Dancers in all black outfits stared out into the crowd after performing in the IU auditorium. This was just the start of what students were about to experience at CultureFest on Thursday afternoon.
“Cultures from all over the globe, diversity of every kind is foundational to who we are and what makes IU a great university,” IU Vice Provost for Diversity and Inclusion, John Nieto-Phillips said.
Students visited booths of people, food and music that represented the different cultural groups at IU. It did rain, but it didn’t stop students from getting food and learning about new cultures.
Some of the groups included African American Arts Institute, Asian Culture Center, CaRLA, Disability Services for Students, First Nations Educational & Cultural Center, LGBTQ+ Culture Center, International Services, La Casa Latino Cultural Center and Neal Marshall Black Culture Center.
While umbrellas and people bumped into each other, students ate a variety of foods from sweet bread at La Casa’s booth to popsicles at the LGBTQ+ Culture Center’s booth.
“I’m eating something from La Casa,” freshman Keara Bosa said. “I don’t know what it is, but everybody kind of has their own culture and the way they do things and the food you eat.”
Students visited these groups’ booths following diversity and inclusion strategist Chevara Orin’s speech. Orin told the audience even though she had not attended IU as a student, she did feel welcome at IU.
Orin said her next door neighbor, a white middle-aged man, would sit on his porch pointing his double-barreled shotgun at Orin and her family as they would walk by. Her mom would tell her and her sister that Mr. Jack, the neighbor, had a problem, not them.

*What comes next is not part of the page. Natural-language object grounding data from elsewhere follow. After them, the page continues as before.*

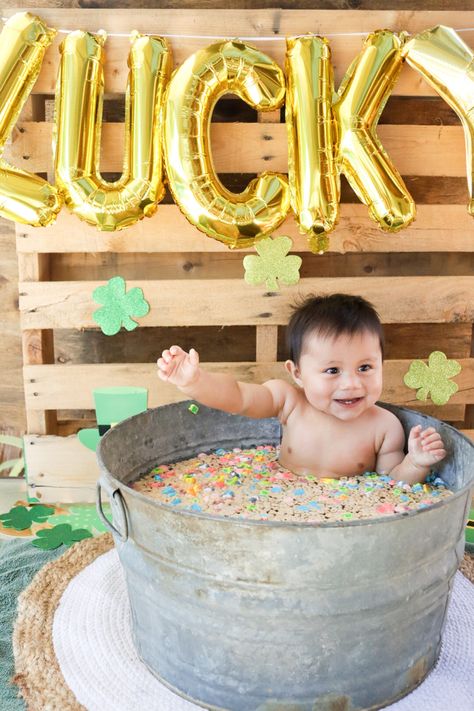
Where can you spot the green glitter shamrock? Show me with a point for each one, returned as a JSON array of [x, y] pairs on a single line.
[[20, 518], [63, 534], [273, 263], [81, 516], [118, 306], [433, 378]]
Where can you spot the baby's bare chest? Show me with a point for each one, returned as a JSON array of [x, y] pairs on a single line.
[[327, 448]]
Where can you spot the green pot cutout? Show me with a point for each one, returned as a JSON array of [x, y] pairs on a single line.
[[89, 438], [112, 405]]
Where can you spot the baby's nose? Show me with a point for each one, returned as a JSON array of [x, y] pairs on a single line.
[[350, 380]]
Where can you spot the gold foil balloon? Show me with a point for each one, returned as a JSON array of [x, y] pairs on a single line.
[[110, 206], [237, 220], [361, 157], [447, 64], [312, 170], [24, 197]]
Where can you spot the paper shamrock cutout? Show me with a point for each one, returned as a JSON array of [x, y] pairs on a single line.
[[20, 518], [433, 378], [118, 306], [81, 516], [273, 263], [63, 534]]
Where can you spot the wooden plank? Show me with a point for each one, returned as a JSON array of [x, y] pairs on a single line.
[[233, 302], [216, 344], [267, 344], [70, 386], [37, 345], [256, 147], [60, 462], [437, 228], [251, 24]]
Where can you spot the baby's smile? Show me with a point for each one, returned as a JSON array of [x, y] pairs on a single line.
[[349, 403]]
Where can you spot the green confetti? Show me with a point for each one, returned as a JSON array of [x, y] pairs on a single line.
[[433, 378], [272, 264], [118, 306], [61, 535], [20, 518]]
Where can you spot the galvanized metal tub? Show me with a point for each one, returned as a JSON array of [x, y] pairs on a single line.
[[278, 616]]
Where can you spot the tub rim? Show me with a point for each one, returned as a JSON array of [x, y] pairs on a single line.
[[106, 477]]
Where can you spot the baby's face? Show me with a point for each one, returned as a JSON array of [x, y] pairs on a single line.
[[341, 376]]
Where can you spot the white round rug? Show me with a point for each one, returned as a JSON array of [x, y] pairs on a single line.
[[93, 645]]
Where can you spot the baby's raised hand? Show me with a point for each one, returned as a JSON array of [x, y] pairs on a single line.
[[178, 367], [425, 447]]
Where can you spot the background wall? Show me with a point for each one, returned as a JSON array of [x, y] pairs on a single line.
[[236, 343]]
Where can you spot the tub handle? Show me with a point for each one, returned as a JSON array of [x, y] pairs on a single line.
[[118, 508]]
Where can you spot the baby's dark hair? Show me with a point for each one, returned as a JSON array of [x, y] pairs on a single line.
[[332, 315]]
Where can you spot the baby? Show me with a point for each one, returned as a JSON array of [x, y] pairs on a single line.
[[331, 424]]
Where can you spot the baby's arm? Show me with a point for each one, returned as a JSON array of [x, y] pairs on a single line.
[[425, 448], [220, 390]]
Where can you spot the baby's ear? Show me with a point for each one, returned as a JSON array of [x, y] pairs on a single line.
[[293, 371]]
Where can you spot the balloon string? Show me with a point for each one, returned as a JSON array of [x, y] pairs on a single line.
[[254, 38]]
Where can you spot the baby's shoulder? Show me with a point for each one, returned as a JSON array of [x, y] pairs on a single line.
[[285, 396], [387, 424]]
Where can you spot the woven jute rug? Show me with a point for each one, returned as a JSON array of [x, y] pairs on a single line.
[[73, 646]]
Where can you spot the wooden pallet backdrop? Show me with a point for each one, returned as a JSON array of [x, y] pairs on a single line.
[[420, 280]]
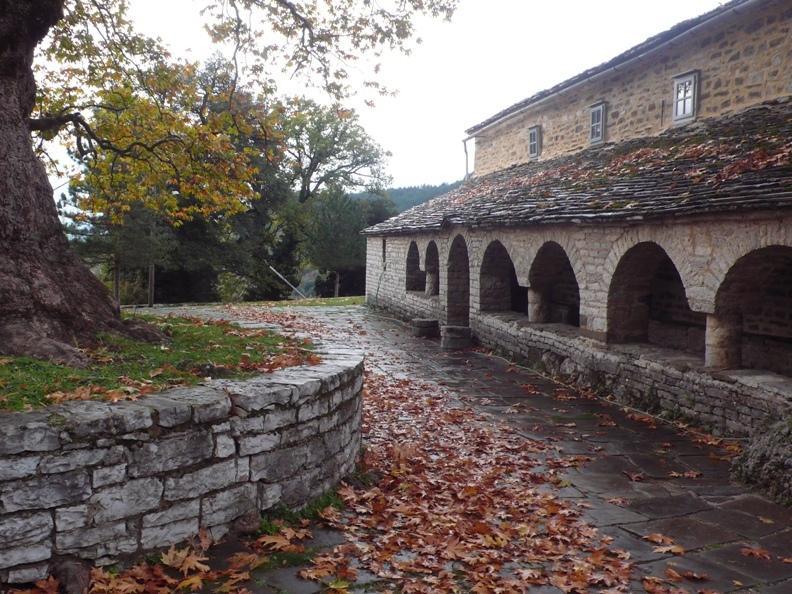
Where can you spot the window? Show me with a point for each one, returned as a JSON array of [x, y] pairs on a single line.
[[685, 95], [534, 141], [597, 126]]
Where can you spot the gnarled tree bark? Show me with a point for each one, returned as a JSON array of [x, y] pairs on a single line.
[[50, 303]]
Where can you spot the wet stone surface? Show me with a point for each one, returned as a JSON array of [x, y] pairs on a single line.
[[633, 484]]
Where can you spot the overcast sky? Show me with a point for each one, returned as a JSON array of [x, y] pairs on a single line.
[[492, 54]]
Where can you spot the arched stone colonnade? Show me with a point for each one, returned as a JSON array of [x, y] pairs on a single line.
[[719, 289]]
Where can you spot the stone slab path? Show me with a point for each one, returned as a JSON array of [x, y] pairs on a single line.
[[643, 477]]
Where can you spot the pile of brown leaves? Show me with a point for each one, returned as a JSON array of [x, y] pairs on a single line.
[[462, 504]]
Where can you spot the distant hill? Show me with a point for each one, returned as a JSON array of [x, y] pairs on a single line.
[[407, 197]]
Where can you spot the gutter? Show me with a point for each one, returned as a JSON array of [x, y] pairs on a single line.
[[616, 68]]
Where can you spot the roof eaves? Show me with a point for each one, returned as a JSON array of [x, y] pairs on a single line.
[[647, 46]]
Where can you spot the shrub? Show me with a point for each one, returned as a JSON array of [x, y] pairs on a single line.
[[231, 287]]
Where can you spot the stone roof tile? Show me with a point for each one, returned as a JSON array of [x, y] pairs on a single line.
[[642, 48], [734, 163]]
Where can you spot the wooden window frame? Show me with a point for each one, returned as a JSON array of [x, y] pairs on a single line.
[[537, 132], [597, 108], [693, 79]]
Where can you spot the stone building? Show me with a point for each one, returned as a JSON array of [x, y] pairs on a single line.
[[629, 228]]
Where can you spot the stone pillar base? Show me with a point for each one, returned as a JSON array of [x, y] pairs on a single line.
[[425, 328], [455, 337], [723, 342]]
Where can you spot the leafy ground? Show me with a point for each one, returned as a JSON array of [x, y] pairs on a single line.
[[123, 369], [448, 498]]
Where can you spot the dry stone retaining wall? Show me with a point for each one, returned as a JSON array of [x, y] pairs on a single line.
[[101, 481]]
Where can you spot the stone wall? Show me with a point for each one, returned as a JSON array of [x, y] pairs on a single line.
[[710, 266], [104, 482], [652, 379], [742, 59]]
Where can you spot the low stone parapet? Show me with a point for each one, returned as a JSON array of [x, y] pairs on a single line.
[[455, 337], [651, 378], [425, 328], [103, 482]]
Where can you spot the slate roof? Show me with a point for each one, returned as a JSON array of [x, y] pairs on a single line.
[[646, 46], [734, 163]]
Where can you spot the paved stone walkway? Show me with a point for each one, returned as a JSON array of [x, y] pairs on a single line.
[[628, 485]]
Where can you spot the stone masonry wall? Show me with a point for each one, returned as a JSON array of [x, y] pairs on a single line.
[[103, 482], [742, 60], [650, 379], [703, 251]]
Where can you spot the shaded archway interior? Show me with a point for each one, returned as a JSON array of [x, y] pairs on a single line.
[[554, 295], [755, 298], [416, 278], [499, 289], [458, 294], [432, 268], [647, 303]]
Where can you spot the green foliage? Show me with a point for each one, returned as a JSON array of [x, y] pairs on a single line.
[[333, 240], [273, 519], [195, 349], [407, 197], [327, 146], [231, 287]]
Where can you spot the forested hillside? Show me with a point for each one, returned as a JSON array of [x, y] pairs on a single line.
[[407, 197]]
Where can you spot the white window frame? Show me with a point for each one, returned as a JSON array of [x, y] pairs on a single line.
[[597, 109], [689, 101], [537, 131]]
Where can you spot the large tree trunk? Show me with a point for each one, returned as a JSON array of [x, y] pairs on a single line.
[[50, 303]]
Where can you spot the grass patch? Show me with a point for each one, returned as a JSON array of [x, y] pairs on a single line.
[[121, 368], [274, 519], [314, 302], [279, 559]]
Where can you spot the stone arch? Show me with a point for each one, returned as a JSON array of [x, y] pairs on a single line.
[[415, 278], [499, 289], [554, 294], [677, 252], [458, 283], [432, 268], [647, 302], [729, 249], [753, 311]]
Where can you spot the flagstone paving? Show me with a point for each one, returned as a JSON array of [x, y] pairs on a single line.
[[642, 477]]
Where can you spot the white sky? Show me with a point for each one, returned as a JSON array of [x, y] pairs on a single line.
[[492, 54]]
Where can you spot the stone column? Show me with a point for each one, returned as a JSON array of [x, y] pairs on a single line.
[[432, 283], [723, 342], [536, 306]]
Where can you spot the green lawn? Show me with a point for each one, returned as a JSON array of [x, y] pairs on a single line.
[[122, 369]]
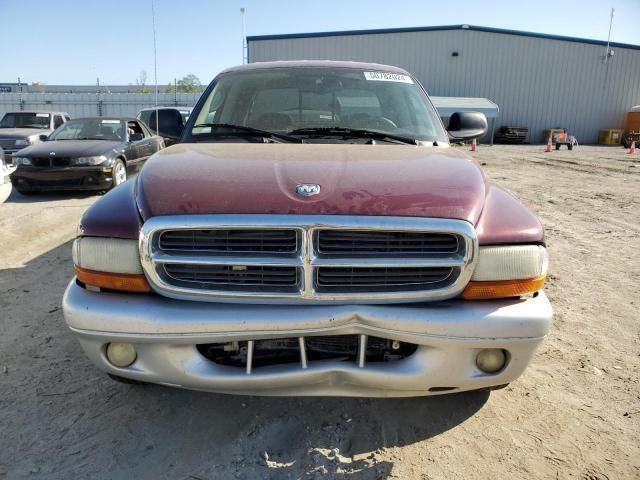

Bosa and freshman LaDonna Emeli and said they enjoyed the speech from Orin, who told many of her own personal stories. Both of them were interested in joining at least one of the groups from the event. Emeli said she felt a sort of deeper connection with the African Dance Company performance because of her roots.
“Culture is very deep,” Emeli said. “It comes back to origin and history, so I feel like I could connect with the dancers.”
Bosa said she is interested in La Casa. To Bosa, culture is more of a way of life, and she acknowledges that one person’s way of life may not be the same as hers, especially at IU.
“IU has so many different people,” Bosa said. “IU is growing in diversity and we are encouraging more people to come from different backgrounds.”